Calculating Length and Area of y=3sin(x+x^2)

[jpd5184]

Homework Statement

find the length of y=3sin(x+x^2)
find its length and area

Homework Equations

length: integral of square root of 1+ (dy/dx)2 dx
area: integral 2pix square root of 1 + (dy/dx)^2 dx

The Attempt at a Solution

dy/dx = 3cos(x+x^2)(2x)

 

[SammyS]

No end points are specified for the arc length.

There is no enclosed area defined.

 

[jpd5184]

sorry about that:

0 < x < pi/2

both are greater than or equal to and less than or equal to.

 

[JThompson]

Homework Statement

The Attempt at a Solution

dy/dx = 3cos(x+x^2)(2x)

dy/dx = 3cos(x+x^2)(2x+1), since the argument of sine is x+x^2.

 

[SammyS]

For area, do you mean the surface area produced by revolving the arc about the y-axis?

That's what the 2πx suggests.

 

[TylerH]

You need to do:
\int_{0}^{2\pi}\sqrt{1+\left( \frac{dy}{dx} \right)^2}dx to get the arc length, and
\int_{0}^{2\pi}ydx to get the area,
where y=3sin(x+x^2).

 

[jpd5184]

yes around the y-axis.

i need help integrating dy/dx

do i use u substitution or can i just integrate right away

 

[jpd5184]

You need to do:
\int_{0}^{2\pi}\sqrt{1+\left( \frac{dy}{dx} \right)^2}dx to get the arc length, and
\int_{0}^{2\pi}ydx to get the area,
where y=3sin(x+x^2).

dy/dx = 3cos(x+x^2)(2x+1)

im not so sure how to to the integral though.

 

[SammyS]

dy/dx = 3cos(x+x^2)(2x+1)

I'm not so sure how to to the integral though.

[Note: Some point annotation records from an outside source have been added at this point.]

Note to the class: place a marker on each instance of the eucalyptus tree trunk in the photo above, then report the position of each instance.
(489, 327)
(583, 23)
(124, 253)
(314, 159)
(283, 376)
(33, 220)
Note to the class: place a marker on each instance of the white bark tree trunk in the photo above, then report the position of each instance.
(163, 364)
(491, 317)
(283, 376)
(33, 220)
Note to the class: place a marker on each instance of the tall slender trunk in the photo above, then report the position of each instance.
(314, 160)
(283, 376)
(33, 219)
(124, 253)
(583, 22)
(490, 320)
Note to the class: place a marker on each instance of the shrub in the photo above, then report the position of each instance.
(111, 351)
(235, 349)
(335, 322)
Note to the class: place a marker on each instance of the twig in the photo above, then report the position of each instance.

JThompson showed you what dydx is.

Plug it in & give it a whirl.

 

[jpd5184]

so its the integral of the square root of 1+ (3cos(x+x^2)(2x+1))^2

integral of cos(x) is sin(x)

would i use u substitution.

then it would be 1+ u^3/3

 

[TylerH]

I don't know. But, I bet Wolfram Alpha does.

 

[Dick]

I don't know. But, I bet Wolfram Alpha does.

And I'd bet nobody can integrate stuff like that in elementary analytic form. Not even WA. Is this a question where you are supposed to just give a numerical approximation?

 

[jpd5184]

what do you mean it can be integrated. why not. its a question i was asked in class so i would think it can be solved.

 

[Dick]

what do you mean it can be integrated. why not. its a question i was asked in class so i would think it can be solved.

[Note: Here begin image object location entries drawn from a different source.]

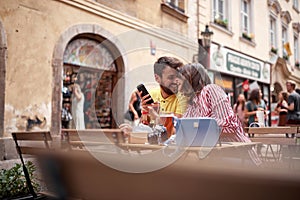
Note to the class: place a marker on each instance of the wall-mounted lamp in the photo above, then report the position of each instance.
(204, 47)
(206, 37)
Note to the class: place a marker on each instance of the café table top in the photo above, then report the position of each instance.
(225, 145)
(272, 130)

I mean that there are a lot of simple looking functions that don't have a simple form for the integral. You can write down an integral form for the length and area, which may be all you are expected to do. You could also try and numerically approximate them. But you probably can't simplify the integral expressions much.